Your eyes only: the art of photography

Bethlehem by night, made with my phone at the balcony of the hotel. I made this photo when I picked up my laundry and had only my phone and keys with me.

 

The number of times people asked me which camera I use, followed by the assumption that I must have a super deluxe, rare, masterpiece of technology in my hands, are numerous. All too often people suppose that my camera must be big. Referring to the bigger the better argument, whatever that means.

I’m convinced that underneath these questions, the hardwire assumption exists that whatever there’s in the photo, it all depends on the technical futures of the camera.

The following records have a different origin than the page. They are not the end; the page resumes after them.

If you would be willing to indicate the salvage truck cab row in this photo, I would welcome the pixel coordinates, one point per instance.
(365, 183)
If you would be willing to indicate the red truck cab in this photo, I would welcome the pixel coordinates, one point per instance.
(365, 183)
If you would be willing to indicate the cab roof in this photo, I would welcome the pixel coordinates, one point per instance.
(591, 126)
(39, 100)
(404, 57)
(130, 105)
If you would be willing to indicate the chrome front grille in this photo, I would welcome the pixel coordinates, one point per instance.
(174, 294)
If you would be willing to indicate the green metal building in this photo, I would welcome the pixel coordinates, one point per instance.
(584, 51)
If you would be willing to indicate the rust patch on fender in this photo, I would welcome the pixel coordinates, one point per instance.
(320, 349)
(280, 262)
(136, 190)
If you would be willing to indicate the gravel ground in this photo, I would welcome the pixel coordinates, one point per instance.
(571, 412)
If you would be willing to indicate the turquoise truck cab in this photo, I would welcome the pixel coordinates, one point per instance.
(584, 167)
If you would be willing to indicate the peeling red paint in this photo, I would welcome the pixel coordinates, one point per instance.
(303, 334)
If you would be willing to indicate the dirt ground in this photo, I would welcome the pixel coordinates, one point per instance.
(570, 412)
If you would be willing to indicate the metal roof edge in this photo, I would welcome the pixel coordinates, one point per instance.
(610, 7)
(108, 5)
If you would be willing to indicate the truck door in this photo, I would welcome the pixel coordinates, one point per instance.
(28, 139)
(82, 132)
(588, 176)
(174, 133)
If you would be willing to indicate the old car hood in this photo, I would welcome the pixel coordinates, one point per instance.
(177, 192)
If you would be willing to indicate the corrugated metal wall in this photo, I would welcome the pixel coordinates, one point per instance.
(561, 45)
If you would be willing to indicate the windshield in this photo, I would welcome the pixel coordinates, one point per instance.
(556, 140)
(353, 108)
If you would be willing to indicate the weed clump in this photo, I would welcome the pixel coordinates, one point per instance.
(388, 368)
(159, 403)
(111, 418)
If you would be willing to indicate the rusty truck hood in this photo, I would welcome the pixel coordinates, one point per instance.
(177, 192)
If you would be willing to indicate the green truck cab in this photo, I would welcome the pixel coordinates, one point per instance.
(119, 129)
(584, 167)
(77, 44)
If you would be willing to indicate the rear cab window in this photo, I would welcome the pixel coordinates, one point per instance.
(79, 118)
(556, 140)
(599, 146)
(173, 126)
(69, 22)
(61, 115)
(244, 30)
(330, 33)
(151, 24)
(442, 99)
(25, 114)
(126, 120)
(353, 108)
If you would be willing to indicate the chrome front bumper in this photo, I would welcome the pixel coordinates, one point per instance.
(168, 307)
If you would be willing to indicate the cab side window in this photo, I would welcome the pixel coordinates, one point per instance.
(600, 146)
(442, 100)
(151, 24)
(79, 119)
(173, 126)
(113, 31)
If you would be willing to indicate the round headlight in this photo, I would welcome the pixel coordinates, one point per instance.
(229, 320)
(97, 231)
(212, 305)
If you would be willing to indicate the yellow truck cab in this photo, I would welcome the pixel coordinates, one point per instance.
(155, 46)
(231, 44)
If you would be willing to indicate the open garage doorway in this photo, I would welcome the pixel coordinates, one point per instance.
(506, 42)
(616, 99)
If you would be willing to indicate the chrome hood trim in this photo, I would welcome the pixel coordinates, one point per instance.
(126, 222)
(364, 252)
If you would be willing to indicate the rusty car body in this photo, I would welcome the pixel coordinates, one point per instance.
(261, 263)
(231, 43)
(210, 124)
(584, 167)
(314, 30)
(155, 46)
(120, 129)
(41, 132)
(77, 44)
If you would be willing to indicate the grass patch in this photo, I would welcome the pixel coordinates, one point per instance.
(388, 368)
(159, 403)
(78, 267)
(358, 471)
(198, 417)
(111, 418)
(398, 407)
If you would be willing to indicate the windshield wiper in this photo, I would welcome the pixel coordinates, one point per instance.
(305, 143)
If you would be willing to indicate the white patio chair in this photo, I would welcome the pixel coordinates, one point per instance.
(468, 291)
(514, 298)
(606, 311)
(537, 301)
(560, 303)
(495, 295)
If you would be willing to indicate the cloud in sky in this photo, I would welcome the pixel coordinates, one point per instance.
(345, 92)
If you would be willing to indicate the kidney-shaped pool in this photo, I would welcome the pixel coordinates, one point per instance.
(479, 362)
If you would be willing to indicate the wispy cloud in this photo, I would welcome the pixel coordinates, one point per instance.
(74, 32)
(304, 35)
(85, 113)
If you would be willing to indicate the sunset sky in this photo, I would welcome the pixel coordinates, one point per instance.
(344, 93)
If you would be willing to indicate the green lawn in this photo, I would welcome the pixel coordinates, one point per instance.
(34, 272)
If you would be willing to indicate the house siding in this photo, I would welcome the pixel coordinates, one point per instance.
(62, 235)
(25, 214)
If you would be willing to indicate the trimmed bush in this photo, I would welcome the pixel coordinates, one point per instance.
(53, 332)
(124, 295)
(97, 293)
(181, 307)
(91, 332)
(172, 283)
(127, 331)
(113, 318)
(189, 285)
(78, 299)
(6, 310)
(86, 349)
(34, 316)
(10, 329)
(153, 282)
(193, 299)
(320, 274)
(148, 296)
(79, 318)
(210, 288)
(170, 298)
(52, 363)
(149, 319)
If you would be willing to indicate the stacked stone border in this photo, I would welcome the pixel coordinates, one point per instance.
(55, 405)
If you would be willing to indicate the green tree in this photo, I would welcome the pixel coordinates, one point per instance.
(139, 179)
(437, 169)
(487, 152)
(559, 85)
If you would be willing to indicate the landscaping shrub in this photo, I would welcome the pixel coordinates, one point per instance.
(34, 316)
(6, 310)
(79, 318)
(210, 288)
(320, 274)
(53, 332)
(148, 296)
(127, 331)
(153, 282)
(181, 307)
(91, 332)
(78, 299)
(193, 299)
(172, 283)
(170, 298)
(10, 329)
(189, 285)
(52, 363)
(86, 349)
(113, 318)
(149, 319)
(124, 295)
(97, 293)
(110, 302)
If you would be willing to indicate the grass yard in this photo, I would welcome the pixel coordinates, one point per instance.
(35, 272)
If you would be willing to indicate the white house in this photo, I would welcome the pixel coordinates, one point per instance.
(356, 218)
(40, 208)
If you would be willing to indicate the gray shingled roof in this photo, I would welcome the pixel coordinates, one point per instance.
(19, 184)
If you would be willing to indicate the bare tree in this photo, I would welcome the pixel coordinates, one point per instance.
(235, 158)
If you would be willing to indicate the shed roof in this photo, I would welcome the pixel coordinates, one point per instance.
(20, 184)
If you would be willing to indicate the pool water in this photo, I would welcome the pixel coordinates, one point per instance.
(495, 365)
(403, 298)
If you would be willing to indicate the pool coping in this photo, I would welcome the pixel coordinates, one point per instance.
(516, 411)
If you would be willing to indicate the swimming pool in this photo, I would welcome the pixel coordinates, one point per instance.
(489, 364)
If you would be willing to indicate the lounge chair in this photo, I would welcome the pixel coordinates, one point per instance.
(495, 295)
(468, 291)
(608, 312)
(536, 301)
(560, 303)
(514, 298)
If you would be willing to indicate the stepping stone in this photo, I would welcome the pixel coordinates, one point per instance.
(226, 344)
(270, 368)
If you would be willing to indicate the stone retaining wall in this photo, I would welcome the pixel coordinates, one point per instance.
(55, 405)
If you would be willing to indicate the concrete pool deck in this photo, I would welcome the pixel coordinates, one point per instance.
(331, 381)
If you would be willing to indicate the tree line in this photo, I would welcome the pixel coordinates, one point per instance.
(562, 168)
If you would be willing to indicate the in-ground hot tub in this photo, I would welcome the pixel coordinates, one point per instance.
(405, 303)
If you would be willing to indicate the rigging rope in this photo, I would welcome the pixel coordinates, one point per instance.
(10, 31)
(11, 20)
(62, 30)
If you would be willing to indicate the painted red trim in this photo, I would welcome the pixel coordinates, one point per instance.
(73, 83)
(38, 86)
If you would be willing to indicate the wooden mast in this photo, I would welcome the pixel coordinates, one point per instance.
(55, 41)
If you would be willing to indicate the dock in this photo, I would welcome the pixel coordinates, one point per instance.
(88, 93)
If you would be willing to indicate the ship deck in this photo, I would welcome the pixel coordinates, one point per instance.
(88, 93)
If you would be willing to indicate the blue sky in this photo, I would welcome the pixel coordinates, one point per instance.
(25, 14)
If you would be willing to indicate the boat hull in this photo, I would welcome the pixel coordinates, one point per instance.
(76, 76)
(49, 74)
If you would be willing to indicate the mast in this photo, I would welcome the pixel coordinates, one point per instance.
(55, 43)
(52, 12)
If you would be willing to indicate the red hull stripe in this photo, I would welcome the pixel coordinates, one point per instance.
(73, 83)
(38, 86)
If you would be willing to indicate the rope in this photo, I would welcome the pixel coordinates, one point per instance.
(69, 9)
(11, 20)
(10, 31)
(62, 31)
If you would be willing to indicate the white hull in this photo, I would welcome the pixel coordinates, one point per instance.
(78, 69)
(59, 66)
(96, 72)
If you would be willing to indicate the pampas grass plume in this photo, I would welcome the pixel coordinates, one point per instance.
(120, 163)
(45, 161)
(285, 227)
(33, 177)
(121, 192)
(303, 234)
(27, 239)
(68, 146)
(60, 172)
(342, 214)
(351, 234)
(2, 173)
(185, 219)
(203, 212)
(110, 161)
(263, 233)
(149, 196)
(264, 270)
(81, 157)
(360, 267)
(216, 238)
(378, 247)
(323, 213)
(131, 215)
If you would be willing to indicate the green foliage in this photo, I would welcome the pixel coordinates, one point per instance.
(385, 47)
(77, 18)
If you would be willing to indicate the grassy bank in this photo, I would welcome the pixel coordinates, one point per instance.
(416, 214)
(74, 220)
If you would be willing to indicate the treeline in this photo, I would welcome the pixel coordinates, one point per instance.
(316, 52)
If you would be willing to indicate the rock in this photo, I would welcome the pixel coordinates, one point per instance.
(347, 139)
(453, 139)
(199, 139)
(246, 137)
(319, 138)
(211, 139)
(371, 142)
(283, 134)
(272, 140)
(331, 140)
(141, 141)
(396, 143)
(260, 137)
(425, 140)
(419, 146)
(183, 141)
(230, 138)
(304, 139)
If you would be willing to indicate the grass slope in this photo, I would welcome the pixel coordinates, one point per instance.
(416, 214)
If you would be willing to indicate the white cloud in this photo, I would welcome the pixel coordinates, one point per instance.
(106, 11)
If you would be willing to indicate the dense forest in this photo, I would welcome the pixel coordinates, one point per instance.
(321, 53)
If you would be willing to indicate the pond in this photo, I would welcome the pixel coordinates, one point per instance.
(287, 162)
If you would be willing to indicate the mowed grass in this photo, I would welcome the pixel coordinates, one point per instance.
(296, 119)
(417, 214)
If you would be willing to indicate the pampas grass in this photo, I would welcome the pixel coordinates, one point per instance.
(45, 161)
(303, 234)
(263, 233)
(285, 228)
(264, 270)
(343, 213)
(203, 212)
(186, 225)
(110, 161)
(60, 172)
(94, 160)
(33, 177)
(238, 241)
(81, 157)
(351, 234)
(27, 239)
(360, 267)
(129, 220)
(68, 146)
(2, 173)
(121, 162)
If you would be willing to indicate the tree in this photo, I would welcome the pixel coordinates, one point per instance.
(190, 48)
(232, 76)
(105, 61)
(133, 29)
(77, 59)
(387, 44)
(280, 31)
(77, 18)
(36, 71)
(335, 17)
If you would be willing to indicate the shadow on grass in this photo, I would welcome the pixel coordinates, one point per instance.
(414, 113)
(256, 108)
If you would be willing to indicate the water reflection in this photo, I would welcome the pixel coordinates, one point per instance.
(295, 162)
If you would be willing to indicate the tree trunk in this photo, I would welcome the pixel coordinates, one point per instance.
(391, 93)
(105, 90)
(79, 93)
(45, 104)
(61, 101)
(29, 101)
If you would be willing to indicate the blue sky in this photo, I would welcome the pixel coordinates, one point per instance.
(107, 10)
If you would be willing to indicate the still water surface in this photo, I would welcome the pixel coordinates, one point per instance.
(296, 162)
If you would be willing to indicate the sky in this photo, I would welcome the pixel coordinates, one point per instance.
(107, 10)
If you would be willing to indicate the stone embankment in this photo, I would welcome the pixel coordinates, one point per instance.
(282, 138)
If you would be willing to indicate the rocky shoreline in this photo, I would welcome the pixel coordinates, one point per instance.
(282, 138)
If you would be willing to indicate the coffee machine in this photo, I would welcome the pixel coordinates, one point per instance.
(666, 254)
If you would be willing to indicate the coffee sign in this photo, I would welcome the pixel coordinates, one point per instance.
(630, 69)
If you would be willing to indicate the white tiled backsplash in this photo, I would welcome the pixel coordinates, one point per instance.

The latest camera and lenses with the best new developments of technology will bring you the most amazing photos in a split second. As some people might think.

 

Wake-up

 

Well, for everyone who believes this fairy tale, that’s in no way how photography works!

 

For sure, a technologically advanced camera and lens will improve the technical aspects of your photo but is in no way the foundation of the photo.

 

Honestly, in what I consider as the art of photography, the most important thing you need are your eyes. For the simple reason that every ‘good’ photo –the ones where you can’t stop looking at- starts with a mind-blowing composition. You need your eyes to get this magic done, your camera will never ever do this trick for you.

 

What your eyes see, can never be decided by your camera. Consequently, what your eyes see is visible in the photo. So every composition depends on your eyes.

 

Sorry for all the fanatics out there who start photography by buying fancy cameras and advanced lenses… These candies will not be the first step in making a masterpiece of a photo.

 


This one was made with my phone while waiting for the guide in the Imam Reza Shrine in Mashad, Iran. Unfortunately, my camera was not allowed to get in the complex, even after multiple days of trying and talking. My phone was allowed to get in though, resulting in this iPhone photo.

 

The beginning

 

In creating a state of the art kind of image, start with your eyes.

I’m even convinced that the most important equipment of anyone who loves photography are their eyes. For the simple reason that photography is your own creative way of storytelling. Photos can tell you how you see a subject: how you see the world around you.

 

Your photos are the product of what your eyes see, what goes on inside your brain, what your mind thinks. 

 

Learning to use your eyes, means training in what and how you see. Looking at things you want to photograph, using your eyes to find different angles that make the composition more interesting. In fact, always know what you are looking at. When you keep on looking and take time to process, your photos will improve. 

The best training is to make photos of everything you’re looking at. That doesn’t have to be with your fancy camera, every phone with a camera could do the job, as I did with the four photos in this text. As long as you concentrate on what you see and how you can put your subject in the frame.

 

Whatever you do, concentrate on the composition, not on the camera. 

 

 

 

This photo was made with my phone at the train station of Ben Gurion airport in Israel. I just landed and had been waiting for 2 hours to get entry stamps at the airport. At that moment I was waiting for the train to go to Haifa. Because I was so tired, I took my phone to get photos instead of my camera.

 

Part two

 

The fancy camera and latest lenses come in second. They are the tools to make the quality of your composition better. For sure this is not an anti-camera-propaganda-story. The latest technology of cameras and lenses make it possible to create photos of a high standard, improving the quality of photos amazingly.

Still, the camera or lens doesn’t do the main job, your eyes do the main job. So besides learning how to use your camera, train yourself in how to use your eyes.

 

In fact, your eyes define the photo, your camera and lenses improve the photo. 

 

Look, think, wait, click and repeat. Over and over again, until you have your own state-of-the-art kind of photo.

 

A daily scene in the bazar Erbil, Iraq. I bought some presents in the bazar and was fully packed on my way back when I saw this scene. At that moment I didn’t have enough time to get my camera, so I used my phone instead.